I could say the same about an "orb wizard" - except that transmutation, the changing of one thing into another, which reflects both alchemy and shapeshifting, is actually more strongly based than the symbolism round the orb. And this only makes the point that the
worst of the old school schools is about as thematic as the
best of the implement wizards.
So you picked one of the eight schools and you picked the worst one - and even to you that's about a match for one of 4e's basic three implements. But if you don't find the transmuter thematic of anything then
why in the name of the little black pig did you pick it? This reminds me of the people who had decided that 4e was stupid before they played it and picked the most stupid options they could to "prove" their preconceptions.
And I do mean you picked out the single worst school in 5e. If we look at the
RPGBot breakdown of wizard subclasses they're rated on a red, orange, green, blue scale. Literally the only red rated wizard subclass in 5e is the transmuter - and the only orange rated one is the school of graviturgy from a Critical Role book.
If he wanted to be a wizard who had a penchant for getting into the thick of things he could have chosen to be either a Bladesinger or a War Wizard. Or, if you were restricted to the PHB, he could have been an Abjurer who as their second level feature gains some temporary hit points every time they cast an abjuration spell.

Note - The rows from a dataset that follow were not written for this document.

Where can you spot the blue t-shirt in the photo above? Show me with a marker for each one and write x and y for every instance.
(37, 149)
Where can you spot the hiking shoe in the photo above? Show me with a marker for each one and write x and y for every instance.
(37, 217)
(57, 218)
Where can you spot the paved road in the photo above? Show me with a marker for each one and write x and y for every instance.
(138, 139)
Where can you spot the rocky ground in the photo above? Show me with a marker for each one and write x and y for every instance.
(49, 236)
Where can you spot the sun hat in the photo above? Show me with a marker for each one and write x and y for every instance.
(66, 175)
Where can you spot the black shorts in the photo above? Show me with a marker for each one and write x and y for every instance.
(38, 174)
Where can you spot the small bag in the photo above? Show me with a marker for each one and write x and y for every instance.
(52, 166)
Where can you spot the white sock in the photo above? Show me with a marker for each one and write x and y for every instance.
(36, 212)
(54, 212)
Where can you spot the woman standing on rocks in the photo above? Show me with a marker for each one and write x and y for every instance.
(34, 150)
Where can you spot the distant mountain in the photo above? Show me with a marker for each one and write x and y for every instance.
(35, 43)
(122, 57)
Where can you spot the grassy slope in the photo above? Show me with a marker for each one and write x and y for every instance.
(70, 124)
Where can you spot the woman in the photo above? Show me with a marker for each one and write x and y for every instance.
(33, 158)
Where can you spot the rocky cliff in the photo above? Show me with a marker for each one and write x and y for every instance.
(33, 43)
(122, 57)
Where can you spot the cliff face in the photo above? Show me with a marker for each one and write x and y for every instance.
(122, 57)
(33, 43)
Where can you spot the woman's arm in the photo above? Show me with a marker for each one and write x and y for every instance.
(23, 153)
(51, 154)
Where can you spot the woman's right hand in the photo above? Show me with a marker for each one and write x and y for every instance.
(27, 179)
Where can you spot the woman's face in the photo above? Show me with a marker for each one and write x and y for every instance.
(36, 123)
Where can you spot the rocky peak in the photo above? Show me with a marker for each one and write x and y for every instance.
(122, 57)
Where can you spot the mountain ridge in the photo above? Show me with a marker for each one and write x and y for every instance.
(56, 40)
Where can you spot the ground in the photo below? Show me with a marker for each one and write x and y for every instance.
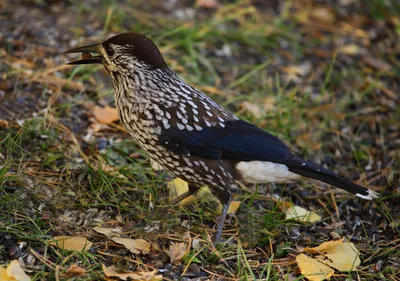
(321, 75)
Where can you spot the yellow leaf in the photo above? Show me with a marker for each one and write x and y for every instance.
(234, 206)
(134, 276)
(176, 188)
(75, 270)
(350, 49)
(13, 272)
(339, 255)
(109, 232)
(135, 246)
(301, 214)
(313, 269)
(72, 243)
(177, 251)
(323, 14)
(105, 115)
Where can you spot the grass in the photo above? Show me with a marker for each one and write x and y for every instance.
(335, 108)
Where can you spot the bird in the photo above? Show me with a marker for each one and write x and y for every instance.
(191, 135)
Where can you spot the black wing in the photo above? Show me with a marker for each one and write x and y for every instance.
(238, 140)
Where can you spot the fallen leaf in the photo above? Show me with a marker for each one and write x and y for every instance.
(233, 207)
(208, 4)
(3, 123)
(300, 214)
(323, 14)
(155, 166)
(75, 270)
(135, 246)
(109, 232)
(339, 255)
(13, 272)
(312, 269)
(72, 243)
(296, 72)
(110, 271)
(177, 251)
(178, 187)
(105, 115)
(376, 63)
(351, 49)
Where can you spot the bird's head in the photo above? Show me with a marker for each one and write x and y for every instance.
(126, 52)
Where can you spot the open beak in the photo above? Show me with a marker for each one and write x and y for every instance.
(88, 59)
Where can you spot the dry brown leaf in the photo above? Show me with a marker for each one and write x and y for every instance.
(351, 49)
(377, 63)
(105, 115)
(109, 232)
(177, 251)
(208, 4)
(176, 188)
(300, 214)
(323, 14)
(312, 269)
(233, 207)
(13, 272)
(72, 243)
(110, 271)
(339, 255)
(75, 270)
(135, 246)
(296, 72)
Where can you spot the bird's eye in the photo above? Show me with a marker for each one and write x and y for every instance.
(110, 51)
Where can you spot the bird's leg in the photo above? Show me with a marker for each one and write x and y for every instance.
(225, 197)
(192, 189)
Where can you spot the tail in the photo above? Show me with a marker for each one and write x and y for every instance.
(310, 170)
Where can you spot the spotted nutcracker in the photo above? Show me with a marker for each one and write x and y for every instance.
(191, 135)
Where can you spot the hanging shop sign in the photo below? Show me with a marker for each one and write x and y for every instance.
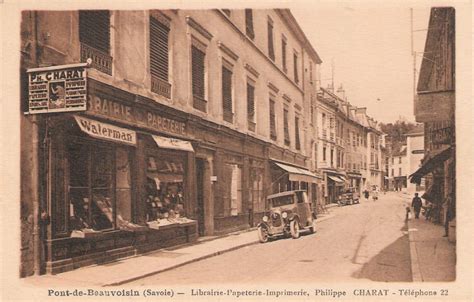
(57, 89)
(105, 131)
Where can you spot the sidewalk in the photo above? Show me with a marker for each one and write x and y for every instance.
(433, 257)
(133, 268)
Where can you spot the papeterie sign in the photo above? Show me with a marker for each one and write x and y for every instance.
(57, 89)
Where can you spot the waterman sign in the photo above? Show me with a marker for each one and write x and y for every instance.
(106, 131)
(57, 89)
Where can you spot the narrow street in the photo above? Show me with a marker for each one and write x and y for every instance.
(366, 241)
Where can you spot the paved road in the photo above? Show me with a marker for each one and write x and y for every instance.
(362, 242)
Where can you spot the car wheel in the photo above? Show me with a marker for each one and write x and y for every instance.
(295, 229)
(262, 234)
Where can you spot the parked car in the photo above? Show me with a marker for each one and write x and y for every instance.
(288, 213)
(349, 196)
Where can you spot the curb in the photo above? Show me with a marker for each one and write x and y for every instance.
(136, 277)
(415, 266)
(130, 279)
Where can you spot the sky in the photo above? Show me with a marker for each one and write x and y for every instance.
(369, 46)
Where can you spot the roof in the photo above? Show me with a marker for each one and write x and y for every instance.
(419, 130)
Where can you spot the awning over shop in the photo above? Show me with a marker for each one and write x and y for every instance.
(335, 179)
(106, 131)
(298, 174)
(429, 165)
(173, 143)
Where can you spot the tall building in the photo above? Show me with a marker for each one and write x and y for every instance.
(147, 129)
(435, 107)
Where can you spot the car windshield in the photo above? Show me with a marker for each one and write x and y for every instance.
(282, 201)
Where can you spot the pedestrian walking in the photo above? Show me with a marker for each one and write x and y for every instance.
(416, 203)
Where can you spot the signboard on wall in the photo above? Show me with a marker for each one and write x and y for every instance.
(57, 89)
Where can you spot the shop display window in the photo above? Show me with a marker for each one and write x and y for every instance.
(165, 190)
(99, 188)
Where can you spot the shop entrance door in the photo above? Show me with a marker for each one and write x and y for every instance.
(200, 194)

Now that's both more thematic than anything either the transmuter or the staff wizard gets and would have been a better fit for your character.
The idea that the schools are no more mechanically significant than the implements simply isn't true - it's just that
Transmutation in specific is the worst school; I've mentioned the abjurer. Some highlights:
- The Diviner at level 2 gets to roll two dice at the start of a session and swap any dice rolled in the session with those
- The Enchanter gets a hypnotic gaze at L2 and the ability to redirect attacks at L6
- The Necromancer gets to raise better undead with Animate Dead at L6 and gets to heal when they kill things at level 2.
- The Illusionist gets to make their illusions part real at level 14
- The Evoker gets to protect their allies by sculpting their evocations at L2 and does more damage with them at L10.
All of these are meaningful mechanical differences that underline the character concepts and are both more interesting mechanically and thematically than the orb/staff/wand of 4e. Yes, the transmuter was a bit of a turkey.
Because there's very little thematic resonance to the implements. So they couldn't really be fixed - but being able to be a Pyromancer Evoker was fun and thematic in a way that the orb wizard never was. You could play the striker burninator wizard.
The genuinely bad thing about the mage and why I avoided them was that they didn't come with Ritual Caster.
False. In both 4e and and 5e
any wizard can cast any spell from the wizard list if they know it and mage spells were wizard spells and wizard spells were mage spells. If you wanted to be a staff wizard with a rack of necromancy spells you could. It wasn't
weird that the school specialism was grafted on to the school specialist version of the wizard.
And honestly the necromancer specialism in 4e was pretty bad. At level 1 you gained two temps for hitting foes with necromancy (the 5e version where you regain hit points for killing (2* spell level or 3* spell level if a necromancy spell) is IMO more evocative). At level 5 you gained +2 to two skills. And at level 10 you got to ignore necrotic resistance. You could play a perfectly good necromancer with none of that.
And all the necromancy spells in that book work with non-Essentials wizards as well. Where's the problem?